Dsoj05 states: “But what you have to remember in that is that the argument falls apart when you consider that the sun will one day burn out and the planet will be destroyed. so it can not be survival.”   Um?  You’re kidding, right?   The best idea extant is that the sun formed about 4.6 billion years ago.  Now, even give or take a billion or so years to satisfy those who would quibble about everything, that is one darned long time ago.  By comparison, homo sapiens arose in recognizable form about 30 or 40 thousand years ago, depending on which anthropological line one follows.  Now, given that you argue that 30,000 years of continuous survival and advancement does not argue in favor of a survival motive, how, exactly, can you argue that the fact the Sun will burn out one day causes a species to similarly not wish to survive?  (By the way, the best estimates of that event are about 5 billion years from now, so I guess patience in this belief thing is indeed going to be a virtue, since we have no motive to survive the next 5 billion years except by our belief . . . )

Wanna try that one again?  

Crackerdave states: “Christians - don't be swayed by slick debating skills and false teachings. You will not win a debate with Satan or his Helpy Helpertons.
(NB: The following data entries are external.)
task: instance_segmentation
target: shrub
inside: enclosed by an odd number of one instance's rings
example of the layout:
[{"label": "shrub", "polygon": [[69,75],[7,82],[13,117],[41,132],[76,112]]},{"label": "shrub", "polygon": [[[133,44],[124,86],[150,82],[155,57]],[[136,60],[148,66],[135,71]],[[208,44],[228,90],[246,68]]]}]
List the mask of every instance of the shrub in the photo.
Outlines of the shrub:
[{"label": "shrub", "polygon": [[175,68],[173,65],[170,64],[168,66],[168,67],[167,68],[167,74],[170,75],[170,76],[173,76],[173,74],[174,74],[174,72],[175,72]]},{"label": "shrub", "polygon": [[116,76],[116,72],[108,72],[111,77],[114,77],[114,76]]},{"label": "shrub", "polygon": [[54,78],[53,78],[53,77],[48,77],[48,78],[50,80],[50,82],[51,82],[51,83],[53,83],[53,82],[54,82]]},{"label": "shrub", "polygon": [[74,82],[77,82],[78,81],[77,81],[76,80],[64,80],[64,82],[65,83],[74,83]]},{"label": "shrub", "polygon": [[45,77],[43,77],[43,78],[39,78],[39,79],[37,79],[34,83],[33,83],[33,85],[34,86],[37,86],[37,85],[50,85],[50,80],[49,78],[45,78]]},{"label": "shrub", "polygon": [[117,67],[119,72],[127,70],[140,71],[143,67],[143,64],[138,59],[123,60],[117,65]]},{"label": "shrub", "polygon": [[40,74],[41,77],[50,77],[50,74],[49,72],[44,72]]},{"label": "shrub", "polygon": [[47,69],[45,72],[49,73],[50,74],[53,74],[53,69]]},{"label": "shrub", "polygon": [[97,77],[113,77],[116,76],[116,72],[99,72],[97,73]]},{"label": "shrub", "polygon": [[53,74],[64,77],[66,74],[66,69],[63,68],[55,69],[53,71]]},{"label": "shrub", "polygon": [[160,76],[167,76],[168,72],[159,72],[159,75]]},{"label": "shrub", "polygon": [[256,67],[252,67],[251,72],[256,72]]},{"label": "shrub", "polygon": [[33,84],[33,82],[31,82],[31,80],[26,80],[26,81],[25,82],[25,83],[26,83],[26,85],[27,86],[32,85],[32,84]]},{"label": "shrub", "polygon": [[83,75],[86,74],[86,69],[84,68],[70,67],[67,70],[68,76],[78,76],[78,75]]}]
LEARN the Word of God,and stand fast on it.”   

Wow.   Can we ask what a ‘Helpy Helperton’ is, or was that limited to your own Nursery School?  Wait.  I’m sure I had a point to make in rebuttal to that, but I just can’t stop laughing long enough to remember it . . . 

I’ll get back to you on that one, as soon as the echo of the ‘false teachings’ line begins to fade . . .


----------



## pnome (Jun 24, 2009)

dsoj05 said:


> Gentlemen I put forth two points as to why one could beleave in God (Chirstian God here); I say could because i was raised a Christian by my prents and It is just imprinted and hard to think of a case where there is no God.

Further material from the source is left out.